The investment world now understands that politics and related matters of business climate in the Republic of India since the dramatic victory of the Bharatiya Janata Party in 2014. What is less well known is that alternative investment funds have been among the beneficiaries of the broader change.
This story starts two years before the BJP victory, that is, in 2012, when the Securities and Exchange Board of India (SEBI) promulgated its alternative investment funds (AIF) regulations, governing hedge, real estate, and private equity funds registered in that country.
SEBI distinguished three categories of AIF: those funds receiving incentives from the government, those which operate in the country on the understanding that they will not “undertake leverage or borrowing other than to meet day-to-day operational requirements,” and those that may employ leverage “including through investment in listed or unlisted derivatives.” These are known, straightforwardly, as Category I, II, and III.
For those who are devotees of the Roman numeral system: category I consists of infrastructure funds and others thought to have positive externalities for society at large; category II consists of PE, VC, and debt funds; category III of hedge funds.
The three categories were treated in significantly disparate ways by the laws in India. One difference was that funds in each of the first two categories have been able to use tax pass-through status, but hedge funds were not.
After the Election
After some experience with that three tiered system, and after the formation of a new government by Narendra Modi in 201, SEBI established an Alternative Investments Policy Advisory Committee to study “the further development of the alternative investment and startup ecosystem in India.” The chair of this committee was and is N.R. Narayana Murthy, who is also the founder of Infosys, an India based technology consulting and services multinational.

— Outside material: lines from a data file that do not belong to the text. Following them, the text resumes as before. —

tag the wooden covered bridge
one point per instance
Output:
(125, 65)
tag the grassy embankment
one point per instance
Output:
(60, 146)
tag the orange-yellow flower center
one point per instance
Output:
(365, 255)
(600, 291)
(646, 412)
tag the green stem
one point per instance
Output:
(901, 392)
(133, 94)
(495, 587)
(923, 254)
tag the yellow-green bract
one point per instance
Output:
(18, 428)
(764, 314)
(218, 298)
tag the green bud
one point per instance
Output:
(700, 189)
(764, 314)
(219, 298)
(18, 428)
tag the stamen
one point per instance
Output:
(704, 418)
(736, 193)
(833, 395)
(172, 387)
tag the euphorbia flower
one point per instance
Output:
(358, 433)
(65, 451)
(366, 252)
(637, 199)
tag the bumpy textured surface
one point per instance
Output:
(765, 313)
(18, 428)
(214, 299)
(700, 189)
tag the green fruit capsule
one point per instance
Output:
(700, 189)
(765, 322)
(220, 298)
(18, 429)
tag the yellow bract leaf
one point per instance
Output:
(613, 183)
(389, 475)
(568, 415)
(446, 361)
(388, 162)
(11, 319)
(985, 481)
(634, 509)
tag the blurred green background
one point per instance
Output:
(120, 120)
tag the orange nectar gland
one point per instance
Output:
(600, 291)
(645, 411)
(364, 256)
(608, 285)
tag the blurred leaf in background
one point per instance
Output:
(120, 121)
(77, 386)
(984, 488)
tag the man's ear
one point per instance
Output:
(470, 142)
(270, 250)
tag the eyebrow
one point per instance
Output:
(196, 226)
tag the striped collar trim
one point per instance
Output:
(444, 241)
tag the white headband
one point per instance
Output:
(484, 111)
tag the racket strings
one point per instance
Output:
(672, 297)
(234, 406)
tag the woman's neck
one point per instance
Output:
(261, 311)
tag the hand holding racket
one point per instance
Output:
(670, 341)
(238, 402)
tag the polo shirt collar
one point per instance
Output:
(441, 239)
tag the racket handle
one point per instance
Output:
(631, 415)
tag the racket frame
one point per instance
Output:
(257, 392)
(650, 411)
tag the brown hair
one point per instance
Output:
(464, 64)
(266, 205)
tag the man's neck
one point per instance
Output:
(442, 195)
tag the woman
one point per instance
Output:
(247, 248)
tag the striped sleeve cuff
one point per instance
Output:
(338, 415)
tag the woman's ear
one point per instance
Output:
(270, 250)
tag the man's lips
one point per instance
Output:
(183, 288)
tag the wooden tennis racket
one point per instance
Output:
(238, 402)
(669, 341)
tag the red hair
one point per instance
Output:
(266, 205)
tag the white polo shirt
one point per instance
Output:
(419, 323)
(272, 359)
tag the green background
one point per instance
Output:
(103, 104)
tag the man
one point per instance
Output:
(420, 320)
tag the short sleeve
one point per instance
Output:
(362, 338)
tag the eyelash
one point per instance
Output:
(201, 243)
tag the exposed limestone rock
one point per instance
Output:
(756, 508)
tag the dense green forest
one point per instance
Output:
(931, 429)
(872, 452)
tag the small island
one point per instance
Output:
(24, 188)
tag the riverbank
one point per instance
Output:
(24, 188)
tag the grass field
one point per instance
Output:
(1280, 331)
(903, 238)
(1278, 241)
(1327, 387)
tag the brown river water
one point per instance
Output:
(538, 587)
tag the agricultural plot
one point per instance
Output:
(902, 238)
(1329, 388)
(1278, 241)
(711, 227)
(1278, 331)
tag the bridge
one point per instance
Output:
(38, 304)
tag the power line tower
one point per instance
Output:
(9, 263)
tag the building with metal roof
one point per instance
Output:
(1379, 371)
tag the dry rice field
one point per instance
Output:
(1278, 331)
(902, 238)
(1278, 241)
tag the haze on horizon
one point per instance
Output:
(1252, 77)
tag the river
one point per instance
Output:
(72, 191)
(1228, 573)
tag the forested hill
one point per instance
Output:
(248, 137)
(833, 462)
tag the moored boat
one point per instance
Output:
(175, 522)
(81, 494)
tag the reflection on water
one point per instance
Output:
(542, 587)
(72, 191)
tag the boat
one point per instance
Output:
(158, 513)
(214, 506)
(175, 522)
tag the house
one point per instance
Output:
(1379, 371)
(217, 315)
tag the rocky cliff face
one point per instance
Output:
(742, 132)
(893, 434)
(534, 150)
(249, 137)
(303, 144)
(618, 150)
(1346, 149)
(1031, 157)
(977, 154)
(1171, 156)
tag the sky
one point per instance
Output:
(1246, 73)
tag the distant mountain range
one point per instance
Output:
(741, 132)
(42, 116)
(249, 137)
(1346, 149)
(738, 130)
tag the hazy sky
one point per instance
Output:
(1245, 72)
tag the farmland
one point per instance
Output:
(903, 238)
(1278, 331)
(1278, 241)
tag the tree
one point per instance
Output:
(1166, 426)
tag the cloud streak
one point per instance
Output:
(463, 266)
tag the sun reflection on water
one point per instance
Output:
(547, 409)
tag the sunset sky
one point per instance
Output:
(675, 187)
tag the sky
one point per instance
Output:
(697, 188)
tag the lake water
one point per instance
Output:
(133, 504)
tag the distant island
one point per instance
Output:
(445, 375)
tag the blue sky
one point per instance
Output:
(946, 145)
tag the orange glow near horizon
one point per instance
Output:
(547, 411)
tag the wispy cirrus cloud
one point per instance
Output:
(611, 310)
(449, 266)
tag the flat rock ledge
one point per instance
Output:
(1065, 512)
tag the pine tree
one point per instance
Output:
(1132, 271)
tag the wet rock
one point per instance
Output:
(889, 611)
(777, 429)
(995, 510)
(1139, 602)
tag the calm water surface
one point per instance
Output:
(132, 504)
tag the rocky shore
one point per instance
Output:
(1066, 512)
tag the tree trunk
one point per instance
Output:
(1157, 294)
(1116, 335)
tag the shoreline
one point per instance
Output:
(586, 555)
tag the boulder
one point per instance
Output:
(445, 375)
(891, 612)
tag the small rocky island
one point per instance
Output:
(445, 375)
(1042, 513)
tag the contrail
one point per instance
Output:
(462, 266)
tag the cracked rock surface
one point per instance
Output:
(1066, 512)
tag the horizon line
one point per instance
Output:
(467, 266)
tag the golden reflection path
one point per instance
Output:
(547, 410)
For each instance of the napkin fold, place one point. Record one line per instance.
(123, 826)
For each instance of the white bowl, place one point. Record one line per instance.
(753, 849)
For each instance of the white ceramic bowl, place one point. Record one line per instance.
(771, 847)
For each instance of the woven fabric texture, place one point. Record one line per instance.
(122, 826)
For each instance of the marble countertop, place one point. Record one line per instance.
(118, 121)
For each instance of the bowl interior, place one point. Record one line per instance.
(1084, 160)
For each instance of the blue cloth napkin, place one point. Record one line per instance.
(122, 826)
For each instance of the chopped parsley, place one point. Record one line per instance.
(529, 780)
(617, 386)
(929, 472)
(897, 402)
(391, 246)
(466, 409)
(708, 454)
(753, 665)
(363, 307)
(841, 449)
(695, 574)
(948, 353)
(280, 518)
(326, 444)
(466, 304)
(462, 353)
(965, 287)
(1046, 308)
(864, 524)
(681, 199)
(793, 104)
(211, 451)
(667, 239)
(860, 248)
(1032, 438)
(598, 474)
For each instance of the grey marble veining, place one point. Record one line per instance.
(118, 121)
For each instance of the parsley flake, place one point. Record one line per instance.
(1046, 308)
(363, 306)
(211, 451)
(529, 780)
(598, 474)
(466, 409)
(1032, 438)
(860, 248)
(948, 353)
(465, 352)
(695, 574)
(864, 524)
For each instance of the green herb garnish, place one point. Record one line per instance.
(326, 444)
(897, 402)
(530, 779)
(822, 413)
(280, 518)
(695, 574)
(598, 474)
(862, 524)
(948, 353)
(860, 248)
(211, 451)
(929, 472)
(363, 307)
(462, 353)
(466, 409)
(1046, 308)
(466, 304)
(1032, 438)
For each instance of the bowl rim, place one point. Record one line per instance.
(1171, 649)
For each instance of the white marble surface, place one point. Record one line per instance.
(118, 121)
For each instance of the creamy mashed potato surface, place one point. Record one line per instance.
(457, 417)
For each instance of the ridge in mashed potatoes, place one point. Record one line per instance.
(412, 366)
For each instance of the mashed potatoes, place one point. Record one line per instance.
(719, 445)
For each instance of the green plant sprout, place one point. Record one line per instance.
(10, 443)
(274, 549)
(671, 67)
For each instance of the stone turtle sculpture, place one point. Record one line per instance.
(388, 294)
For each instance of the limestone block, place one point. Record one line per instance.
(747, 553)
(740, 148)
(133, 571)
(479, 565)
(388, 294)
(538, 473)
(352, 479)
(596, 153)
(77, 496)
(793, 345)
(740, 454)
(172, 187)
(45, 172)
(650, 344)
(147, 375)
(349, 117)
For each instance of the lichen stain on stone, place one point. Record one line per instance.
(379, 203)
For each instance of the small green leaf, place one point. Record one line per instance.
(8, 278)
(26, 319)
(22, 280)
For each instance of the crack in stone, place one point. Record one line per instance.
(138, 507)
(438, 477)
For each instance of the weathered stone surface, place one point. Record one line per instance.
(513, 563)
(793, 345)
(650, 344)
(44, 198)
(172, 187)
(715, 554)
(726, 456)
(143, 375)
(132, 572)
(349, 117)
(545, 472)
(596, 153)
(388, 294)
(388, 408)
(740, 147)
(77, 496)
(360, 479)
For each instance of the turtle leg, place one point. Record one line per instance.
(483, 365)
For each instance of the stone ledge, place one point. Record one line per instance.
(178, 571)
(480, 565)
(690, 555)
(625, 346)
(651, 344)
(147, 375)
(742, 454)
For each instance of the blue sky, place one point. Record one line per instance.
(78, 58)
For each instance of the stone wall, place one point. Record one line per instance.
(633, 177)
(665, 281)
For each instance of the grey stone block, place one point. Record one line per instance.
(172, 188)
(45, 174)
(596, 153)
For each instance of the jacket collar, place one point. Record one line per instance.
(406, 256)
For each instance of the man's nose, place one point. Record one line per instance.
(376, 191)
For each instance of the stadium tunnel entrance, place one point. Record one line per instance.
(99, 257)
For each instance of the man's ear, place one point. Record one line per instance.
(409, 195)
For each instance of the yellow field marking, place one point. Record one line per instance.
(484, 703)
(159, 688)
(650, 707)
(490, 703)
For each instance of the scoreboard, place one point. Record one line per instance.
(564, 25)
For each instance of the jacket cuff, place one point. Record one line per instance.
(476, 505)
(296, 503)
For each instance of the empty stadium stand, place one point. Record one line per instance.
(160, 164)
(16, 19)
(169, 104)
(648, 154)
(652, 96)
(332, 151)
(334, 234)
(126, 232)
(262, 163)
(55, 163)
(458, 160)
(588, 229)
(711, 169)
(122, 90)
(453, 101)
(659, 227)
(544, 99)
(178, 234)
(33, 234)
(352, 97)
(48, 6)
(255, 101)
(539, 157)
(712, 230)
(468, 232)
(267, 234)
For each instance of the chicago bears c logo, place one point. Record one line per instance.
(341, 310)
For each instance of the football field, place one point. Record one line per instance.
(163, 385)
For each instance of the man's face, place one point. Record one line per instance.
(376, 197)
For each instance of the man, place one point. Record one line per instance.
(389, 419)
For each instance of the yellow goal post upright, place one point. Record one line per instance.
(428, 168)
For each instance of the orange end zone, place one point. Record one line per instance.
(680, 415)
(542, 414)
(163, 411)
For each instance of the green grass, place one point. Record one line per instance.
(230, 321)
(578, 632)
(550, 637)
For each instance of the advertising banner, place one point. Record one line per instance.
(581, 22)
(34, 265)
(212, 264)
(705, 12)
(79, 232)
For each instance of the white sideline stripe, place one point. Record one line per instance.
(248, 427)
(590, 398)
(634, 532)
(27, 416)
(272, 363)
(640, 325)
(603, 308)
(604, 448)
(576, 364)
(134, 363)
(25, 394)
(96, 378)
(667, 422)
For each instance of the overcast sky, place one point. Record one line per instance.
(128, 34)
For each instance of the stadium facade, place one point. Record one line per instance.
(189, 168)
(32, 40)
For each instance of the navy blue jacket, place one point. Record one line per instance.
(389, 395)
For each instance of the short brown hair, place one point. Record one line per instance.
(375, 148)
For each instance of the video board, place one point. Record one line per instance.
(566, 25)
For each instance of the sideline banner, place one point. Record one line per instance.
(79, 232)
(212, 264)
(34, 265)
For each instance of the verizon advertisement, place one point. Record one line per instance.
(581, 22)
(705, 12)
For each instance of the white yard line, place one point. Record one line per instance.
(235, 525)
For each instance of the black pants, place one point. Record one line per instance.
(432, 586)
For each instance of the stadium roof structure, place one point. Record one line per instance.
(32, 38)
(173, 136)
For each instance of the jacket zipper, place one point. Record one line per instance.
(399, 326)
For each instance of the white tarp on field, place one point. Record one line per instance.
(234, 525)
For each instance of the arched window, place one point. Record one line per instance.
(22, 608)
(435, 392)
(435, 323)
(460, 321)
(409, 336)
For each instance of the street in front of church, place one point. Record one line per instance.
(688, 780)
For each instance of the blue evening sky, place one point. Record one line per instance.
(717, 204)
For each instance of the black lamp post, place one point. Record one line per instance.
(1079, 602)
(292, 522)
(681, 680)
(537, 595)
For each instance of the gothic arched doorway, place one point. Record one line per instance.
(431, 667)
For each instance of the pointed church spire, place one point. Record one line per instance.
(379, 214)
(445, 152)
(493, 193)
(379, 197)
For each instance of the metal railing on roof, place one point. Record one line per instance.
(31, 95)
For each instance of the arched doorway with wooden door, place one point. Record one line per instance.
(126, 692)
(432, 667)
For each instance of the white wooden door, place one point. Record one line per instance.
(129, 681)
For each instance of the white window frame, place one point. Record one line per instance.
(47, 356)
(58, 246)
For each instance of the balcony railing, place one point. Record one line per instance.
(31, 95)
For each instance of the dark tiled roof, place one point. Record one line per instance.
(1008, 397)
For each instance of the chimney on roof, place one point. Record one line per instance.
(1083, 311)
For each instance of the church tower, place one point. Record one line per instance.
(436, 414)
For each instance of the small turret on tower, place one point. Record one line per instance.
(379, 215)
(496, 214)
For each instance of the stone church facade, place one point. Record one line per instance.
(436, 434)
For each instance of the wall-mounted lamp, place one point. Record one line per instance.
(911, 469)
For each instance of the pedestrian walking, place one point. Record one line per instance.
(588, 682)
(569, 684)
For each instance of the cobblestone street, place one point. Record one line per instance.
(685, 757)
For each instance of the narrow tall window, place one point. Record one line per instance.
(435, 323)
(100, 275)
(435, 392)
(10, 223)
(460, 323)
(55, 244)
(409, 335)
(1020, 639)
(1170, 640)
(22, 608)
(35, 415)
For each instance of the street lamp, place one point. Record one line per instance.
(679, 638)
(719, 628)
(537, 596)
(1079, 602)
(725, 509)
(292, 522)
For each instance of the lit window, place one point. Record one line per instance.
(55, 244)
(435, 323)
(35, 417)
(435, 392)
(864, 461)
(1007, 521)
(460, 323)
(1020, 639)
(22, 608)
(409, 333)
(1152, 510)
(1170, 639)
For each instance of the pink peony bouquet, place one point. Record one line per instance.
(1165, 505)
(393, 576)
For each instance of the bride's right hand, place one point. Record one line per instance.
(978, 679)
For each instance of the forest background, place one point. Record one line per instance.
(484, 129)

Since then, the committee has provided SEBI with two new reports on AIFs, one quite early in 2016, and the other as the year ended. The first report suggested various tax and regulatory changes that might facilitate the capital raising ability of AIFs. The second report was in the nature of a follow up.
These reports represent an increasing sense among the Indian elite that alternative investment vehicles are good for the country. As the January 2016 report said, between 2001 and 2015, “venture capital and private equity of more than $103 billion was invested in Indian companies … in more than 3,100 companies across 12 major sectors, including those critical for the country’s development” such as mobile telecomm and information technologies.
To a large extent this is money drawn into India by the existence of opportunity, and it often passes through convenient hubs, especially Mauritius or Singapore, on its way.
The second SEBI report on this subject in 2016, further detailed the new approach. It pointed out that not all the money entering alternative vehicles was coming from abroad, that “the domestic funding of AIFs has grown rapidly by approximately … 108% during the last 12 months.”
Further, this report praised the May 2016 India-Mauritius Double Tax Avoidance Agreement (DTAA), designed to encourage the flow of money through Mauritius on its way to India.
Double taxation avoidance is often a good idea, then, both with regard to pass-through countries and with regard to pass-through entities. One of the keys to the two reports’ recommendations is a proposal to offer pass-through tax status to Category III AIFs.
Also, the recommendations include a waiver of the service tax paid by funds on the management fee, introduction of a securities transaction tax, and the application of the capital gains tax to certain income of category II funds.
Another point the second report on AIFs makes involves transparency: what should the investor in an India AIF know and when should he/she/it know this? In essence, the report says that SEBI should stipulate that quarterly reports to all AIF investors include: a summary management discussion and analysis letter; a balance sheet; period-end schedule of investments; statement of operations; cash flow statement; partners’ capital account statement.
Also, “the process for the transfer of units should be clearly stated in the placement memorandum to provide a mechanism for investors to transfer units before the end of a Fund’s life.”